Well by now a lot of you are back at work and don’t feel like anything has really changed since 2014, and let’s face it, nothing has. I often look at our pets on NYE and think how odd they must think we are; a bunch of people all carrying-on and staying up late on this one (apparently) random night. Then again my cat seems surprised by, and then eats, her own fur off the floor, so maybe I’m being a bit generous attributing such thoughts to her.
But it is a good chance for making public declarations about what we are going to do more of, less of and goals we want to achieve. So here are my writing resolutions in no particular order:
- Submit at least one story every month
- Review feedback and edit my stories within a week of attending writers group
- Write at least 100 words a day (this is to form a habit, I don’t think 100 words a day will finish any of my novels)
- Upgrade my blog
- Out-loud edit every story before I send it anywhere.
I also have a list of stories that I want to finish or re-write, but the plan is that that list will grow as I cross off the completed tasks throughout the year. The story names will be meaningless to you (and are very subject to change) so I haven’t included that list here.
Feel free to give me your writing resolutions or make suggestions for some that I should add!
Happy New Year! I hope 2014 is a peaceful, prosperous and environmentally friendly year.
I’ve started thinking about my goals for 2014, what I want to do more of, less of, and what I want to achieve. This got me thinking about my 2013 goals and I thought that I should check-off which things I had completed. Only I couldn’t find where I had written them down.

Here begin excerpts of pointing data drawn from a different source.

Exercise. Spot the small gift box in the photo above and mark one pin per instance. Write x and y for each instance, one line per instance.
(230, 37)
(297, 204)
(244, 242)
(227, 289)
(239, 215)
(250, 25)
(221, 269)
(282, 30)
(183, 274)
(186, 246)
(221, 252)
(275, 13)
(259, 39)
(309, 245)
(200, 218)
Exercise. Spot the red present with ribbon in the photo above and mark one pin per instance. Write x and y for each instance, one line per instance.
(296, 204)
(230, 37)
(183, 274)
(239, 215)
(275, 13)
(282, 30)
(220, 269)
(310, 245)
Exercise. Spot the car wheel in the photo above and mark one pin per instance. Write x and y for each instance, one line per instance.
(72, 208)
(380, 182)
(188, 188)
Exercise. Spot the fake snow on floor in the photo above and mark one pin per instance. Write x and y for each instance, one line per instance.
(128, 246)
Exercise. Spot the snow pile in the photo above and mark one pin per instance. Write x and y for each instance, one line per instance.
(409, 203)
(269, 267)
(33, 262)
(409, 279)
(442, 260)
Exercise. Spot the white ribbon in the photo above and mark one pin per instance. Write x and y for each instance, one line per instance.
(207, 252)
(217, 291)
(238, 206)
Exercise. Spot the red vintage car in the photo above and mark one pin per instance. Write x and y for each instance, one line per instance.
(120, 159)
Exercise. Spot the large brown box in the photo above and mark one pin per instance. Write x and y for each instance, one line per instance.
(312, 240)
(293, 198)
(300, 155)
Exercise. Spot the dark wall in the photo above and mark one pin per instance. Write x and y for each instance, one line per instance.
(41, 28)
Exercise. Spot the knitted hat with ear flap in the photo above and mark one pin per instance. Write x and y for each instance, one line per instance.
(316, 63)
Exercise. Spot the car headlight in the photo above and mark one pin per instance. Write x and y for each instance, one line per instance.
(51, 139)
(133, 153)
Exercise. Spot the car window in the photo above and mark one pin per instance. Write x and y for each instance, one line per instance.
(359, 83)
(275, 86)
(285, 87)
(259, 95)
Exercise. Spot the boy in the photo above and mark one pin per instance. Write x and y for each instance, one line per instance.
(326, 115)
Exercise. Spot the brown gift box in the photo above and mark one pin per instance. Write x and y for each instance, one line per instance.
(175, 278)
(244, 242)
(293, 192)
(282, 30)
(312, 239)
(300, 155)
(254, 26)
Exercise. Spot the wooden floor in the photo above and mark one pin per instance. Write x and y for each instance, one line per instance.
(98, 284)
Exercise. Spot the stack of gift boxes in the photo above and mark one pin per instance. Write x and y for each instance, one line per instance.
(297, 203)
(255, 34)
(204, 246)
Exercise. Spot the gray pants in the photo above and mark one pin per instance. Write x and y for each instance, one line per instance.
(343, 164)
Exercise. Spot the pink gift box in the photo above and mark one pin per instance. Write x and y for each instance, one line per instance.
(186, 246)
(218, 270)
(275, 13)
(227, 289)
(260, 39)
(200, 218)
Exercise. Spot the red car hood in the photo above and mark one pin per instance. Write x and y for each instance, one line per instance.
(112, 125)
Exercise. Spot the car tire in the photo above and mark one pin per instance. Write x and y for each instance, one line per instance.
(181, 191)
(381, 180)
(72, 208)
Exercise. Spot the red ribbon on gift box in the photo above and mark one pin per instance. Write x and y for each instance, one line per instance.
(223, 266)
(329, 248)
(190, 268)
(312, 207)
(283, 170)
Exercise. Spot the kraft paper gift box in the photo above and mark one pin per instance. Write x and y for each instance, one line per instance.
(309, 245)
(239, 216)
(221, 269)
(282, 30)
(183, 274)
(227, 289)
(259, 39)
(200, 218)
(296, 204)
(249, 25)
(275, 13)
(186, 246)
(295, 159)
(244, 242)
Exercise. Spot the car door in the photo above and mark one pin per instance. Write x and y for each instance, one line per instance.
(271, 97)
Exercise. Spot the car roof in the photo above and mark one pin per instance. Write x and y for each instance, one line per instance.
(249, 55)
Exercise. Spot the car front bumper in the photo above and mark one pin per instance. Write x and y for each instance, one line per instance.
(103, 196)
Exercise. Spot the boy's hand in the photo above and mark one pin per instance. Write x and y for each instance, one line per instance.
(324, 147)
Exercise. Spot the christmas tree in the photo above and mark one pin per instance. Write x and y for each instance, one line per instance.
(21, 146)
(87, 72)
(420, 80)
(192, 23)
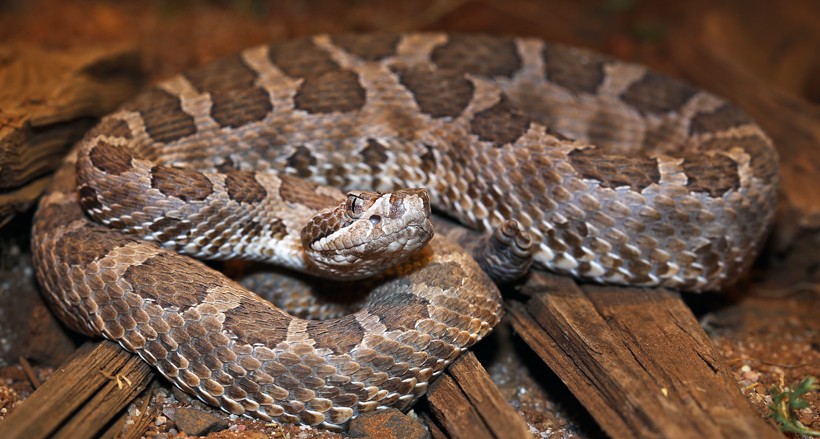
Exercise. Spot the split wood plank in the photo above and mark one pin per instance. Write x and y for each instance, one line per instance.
(467, 404)
(82, 396)
(636, 359)
(48, 99)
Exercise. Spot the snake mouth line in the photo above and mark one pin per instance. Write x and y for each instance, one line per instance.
(427, 228)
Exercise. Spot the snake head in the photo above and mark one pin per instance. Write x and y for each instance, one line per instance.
(368, 233)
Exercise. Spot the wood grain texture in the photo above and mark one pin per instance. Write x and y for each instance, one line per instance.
(49, 99)
(79, 399)
(467, 404)
(637, 360)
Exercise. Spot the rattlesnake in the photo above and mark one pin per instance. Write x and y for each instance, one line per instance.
(618, 175)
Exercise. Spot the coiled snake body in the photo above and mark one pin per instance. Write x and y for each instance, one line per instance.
(618, 174)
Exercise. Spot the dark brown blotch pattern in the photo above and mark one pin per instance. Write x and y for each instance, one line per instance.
(711, 174)
(723, 118)
(85, 245)
(438, 94)
(657, 94)
(162, 113)
(332, 91)
(325, 87)
(482, 55)
(110, 126)
(109, 158)
(184, 184)
(170, 228)
(371, 47)
(164, 273)
(339, 335)
(412, 308)
(235, 98)
(374, 154)
(271, 329)
(243, 187)
(500, 124)
(298, 191)
(577, 71)
(89, 199)
(614, 171)
(301, 160)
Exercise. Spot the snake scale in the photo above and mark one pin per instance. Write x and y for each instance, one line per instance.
(618, 175)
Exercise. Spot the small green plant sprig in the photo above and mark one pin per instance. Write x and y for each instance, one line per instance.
(786, 402)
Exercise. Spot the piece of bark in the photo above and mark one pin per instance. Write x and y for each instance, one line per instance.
(122, 429)
(48, 99)
(467, 404)
(636, 359)
(81, 397)
(387, 424)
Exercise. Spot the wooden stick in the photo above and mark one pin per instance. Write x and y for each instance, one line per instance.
(636, 359)
(81, 397)
(467, 404)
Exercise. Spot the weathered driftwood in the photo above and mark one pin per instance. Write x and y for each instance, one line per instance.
(467, 404)
(636, 359)
(48, 99)
(81, 397)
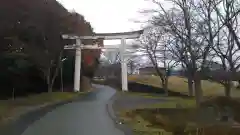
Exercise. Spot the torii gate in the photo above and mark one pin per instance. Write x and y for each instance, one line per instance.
(105, 36)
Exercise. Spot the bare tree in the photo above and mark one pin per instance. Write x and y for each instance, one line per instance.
(227, 51)
(190, 23)
(228, 12)
(154, 45)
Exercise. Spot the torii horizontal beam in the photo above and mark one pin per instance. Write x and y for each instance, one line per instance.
(108, 36)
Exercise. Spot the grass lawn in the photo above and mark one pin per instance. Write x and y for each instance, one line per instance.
(165, 117)
(172, 102)
(179, 84)
(11, 107)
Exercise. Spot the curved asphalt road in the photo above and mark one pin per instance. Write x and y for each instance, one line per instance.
(86, 117)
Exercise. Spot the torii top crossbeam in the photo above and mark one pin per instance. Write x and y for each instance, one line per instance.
(108, 36)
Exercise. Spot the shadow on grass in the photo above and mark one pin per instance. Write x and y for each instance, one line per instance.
(140, 88)
(136, 87)
(181, 121)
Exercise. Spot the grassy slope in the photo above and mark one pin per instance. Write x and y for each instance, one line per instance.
(11, 107)
(179, 84)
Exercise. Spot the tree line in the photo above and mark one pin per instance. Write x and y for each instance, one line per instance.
(32, 49)
(195, 34)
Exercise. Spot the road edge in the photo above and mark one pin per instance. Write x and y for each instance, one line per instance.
(21, 123)
(117, 122)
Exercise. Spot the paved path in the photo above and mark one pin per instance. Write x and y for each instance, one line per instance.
(86, 117)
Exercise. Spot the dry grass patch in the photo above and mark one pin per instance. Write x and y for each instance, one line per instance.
(179, 84)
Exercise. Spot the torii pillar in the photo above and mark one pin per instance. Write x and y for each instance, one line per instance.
(106, 36)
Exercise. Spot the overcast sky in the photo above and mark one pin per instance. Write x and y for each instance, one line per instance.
(109, 15)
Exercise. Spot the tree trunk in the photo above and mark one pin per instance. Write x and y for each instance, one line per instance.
(198, 91)
(227, 88)
(190, 86)
(49, 80)
(165, 86)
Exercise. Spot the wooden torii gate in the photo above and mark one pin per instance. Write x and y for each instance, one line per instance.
(105, 36)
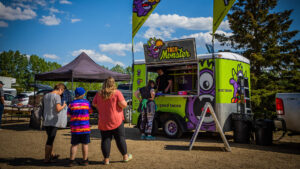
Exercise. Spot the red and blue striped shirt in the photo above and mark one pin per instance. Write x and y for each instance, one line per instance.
(79, 111)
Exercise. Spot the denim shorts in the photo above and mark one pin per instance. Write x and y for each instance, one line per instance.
(80, 138)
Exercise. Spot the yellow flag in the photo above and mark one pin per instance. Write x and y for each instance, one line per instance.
(142, 9)
(221, 8)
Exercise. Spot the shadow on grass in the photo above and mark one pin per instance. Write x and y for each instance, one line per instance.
(202, 148)
(278, 147)
(39, 162)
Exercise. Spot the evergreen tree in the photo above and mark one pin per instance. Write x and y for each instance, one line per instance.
(264, 37)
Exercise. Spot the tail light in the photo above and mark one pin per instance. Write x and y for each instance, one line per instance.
(279, 106)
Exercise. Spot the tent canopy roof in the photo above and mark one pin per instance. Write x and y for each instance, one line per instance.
(82, 68)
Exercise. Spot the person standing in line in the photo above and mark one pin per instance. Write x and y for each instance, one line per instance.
(79, 111)
(110, 104)
(1, 103)
(62, 116)
(147, 108)
(163, 82)
(52, 107)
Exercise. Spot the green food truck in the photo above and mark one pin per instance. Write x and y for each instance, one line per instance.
(193, 84)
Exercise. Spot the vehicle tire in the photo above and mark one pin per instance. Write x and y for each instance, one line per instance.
(172, 128)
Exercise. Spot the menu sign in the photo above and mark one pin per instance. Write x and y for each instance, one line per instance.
(158, 51)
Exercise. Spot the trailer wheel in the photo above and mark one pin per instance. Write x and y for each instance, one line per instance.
(154, 127)
(171, 128)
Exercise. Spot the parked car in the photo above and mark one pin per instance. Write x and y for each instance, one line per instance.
(288, 108)
(43, 92)
(8, 99)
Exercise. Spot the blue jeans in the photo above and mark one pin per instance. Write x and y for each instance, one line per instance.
(1, 112)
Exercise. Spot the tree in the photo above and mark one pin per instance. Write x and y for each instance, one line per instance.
(264, 37)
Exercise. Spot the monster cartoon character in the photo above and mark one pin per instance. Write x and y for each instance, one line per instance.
(142, 7)
(206, 94)
(154, 46)
(233, 81)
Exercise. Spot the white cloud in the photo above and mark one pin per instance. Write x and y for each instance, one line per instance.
(120, 49)
(41, 2)
(51, 56)
(75, 20)
(65, 2)
(98, 57)
(3, 24)
(8, 13)
(50, 20)
(175, 21)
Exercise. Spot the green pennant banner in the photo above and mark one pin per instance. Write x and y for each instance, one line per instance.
(221, 8)
(142, 9)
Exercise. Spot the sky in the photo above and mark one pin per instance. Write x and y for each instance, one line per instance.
(59, 30)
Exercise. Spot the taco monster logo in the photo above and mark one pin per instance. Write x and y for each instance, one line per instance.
(206, 94)
(154, 47)
(143, 7)
(234, 82)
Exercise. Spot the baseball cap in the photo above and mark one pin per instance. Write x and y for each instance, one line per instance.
(79, 91)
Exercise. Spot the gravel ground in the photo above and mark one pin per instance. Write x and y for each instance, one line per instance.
(22, 147)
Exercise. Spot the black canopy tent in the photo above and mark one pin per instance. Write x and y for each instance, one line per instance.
(81, 69)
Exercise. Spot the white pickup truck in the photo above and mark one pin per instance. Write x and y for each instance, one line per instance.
(288, 108)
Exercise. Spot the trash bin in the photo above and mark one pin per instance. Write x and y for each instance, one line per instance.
(264, 131)
(242, 124)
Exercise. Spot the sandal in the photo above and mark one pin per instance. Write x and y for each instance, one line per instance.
(128, 159)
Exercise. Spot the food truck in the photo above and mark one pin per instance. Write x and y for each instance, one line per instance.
(193, 84)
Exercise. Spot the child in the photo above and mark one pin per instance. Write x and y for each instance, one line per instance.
(79, 111)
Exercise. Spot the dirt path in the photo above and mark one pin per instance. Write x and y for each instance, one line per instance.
(22, 147)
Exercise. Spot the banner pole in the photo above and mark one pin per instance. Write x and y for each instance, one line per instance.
(131, 81)
(214, 61)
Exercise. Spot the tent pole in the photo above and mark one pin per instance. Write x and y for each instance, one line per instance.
(34, 92)
(131, 81)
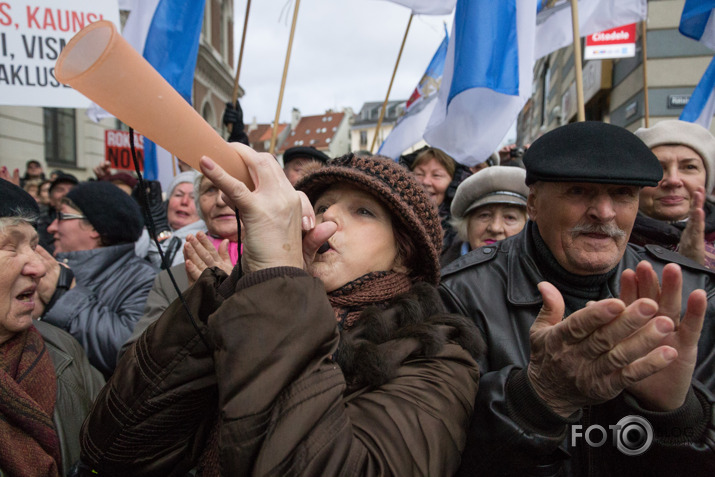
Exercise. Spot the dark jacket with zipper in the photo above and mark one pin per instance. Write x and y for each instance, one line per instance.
(513, 432)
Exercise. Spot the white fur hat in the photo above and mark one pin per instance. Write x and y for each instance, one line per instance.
(694, 136)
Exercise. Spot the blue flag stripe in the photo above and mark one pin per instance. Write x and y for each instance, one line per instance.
(696, 14)
(701, 95)
(486, 48)
(172, 46)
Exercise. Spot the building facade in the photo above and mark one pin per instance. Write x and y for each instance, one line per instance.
(364, 124)
(65, 138)
(329, 132)
(614, 90)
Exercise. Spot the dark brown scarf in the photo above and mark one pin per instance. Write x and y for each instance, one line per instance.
(29, 445)
(373, 289)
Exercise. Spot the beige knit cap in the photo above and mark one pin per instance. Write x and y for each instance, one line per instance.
(694, 136)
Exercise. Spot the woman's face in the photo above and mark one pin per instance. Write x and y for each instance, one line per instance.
(364, 241)
(683, 173)
(220, 219)
(493, 222)
(182, 208)
(435, 179)
(21, 269)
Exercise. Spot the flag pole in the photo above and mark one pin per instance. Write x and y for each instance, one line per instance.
(644, 39)
(577, 61)
(389, 88)
(234, 96)
(274, 136)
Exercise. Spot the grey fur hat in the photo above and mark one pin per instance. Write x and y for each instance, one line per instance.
(493, 185)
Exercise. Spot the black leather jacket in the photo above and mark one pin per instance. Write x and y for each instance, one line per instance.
(513, 432)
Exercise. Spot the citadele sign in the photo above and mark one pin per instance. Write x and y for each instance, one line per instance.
(117, 149)
(614, 43)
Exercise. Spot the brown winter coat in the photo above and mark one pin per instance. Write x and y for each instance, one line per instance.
(269, 373)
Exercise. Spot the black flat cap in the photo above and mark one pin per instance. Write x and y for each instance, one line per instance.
(15, 202)
(304, 151)
(592, 151)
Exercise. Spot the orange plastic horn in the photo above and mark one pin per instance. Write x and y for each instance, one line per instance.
(100, 64)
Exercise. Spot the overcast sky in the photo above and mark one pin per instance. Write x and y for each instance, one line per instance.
(344, 52)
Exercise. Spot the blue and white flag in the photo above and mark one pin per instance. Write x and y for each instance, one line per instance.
(487, 78)
(701, 105)
(697, 23)
(428, 7)
(166, 33)
(411, 125)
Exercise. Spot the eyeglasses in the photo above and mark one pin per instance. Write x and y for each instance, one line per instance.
(62, 216)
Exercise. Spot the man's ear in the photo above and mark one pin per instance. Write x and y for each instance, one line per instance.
(95, 235)
(531, 204)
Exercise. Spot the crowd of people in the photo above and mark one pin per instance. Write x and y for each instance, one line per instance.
(548, 312)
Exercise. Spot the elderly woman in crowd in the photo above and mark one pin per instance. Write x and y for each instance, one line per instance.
(46, 383)
(332, 355)
(217, 247)
(675, 214)
(183, 220)
(435, 170)
(489, 206)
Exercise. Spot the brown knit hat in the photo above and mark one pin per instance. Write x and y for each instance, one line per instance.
(398, 190)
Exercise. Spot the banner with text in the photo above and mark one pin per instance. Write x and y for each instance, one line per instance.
(117, 149)
(614, 43)
(32, 35)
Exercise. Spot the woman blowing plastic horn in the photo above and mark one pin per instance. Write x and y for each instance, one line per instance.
(341, 362)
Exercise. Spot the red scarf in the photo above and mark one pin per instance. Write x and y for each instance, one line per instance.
(29, 445)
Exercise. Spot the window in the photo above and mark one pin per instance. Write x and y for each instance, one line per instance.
(60, 136)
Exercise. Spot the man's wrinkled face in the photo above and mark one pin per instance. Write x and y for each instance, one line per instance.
(585, 225)
(72, 234)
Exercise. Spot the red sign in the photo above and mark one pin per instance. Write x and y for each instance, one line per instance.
(117, 149)
(614, 36)
(614, 43)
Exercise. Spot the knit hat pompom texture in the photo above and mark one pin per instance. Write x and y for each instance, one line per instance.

I remember being very motivated when I wrote the list, and I remember being convinced I was going to follow everything through. I think I can even remember signing the goal list, like it was some kind of contract with myself. So I don’t know how I expected to achieve those goals if I didn’t have them up where I could see them.
There is now a space cleared on my wall where my 2014 goals can take pride of place. Better still, I’m taking down some of the noise that is currently up on the wall, if I have too many pieces of paper up there, it will just blur into the background and not be seen.
So I guess I’m already getting ready for goal number one; keep my goals front of mind. If you don’t know what you are aiming for, there is a pretty good chance that you won’t get there.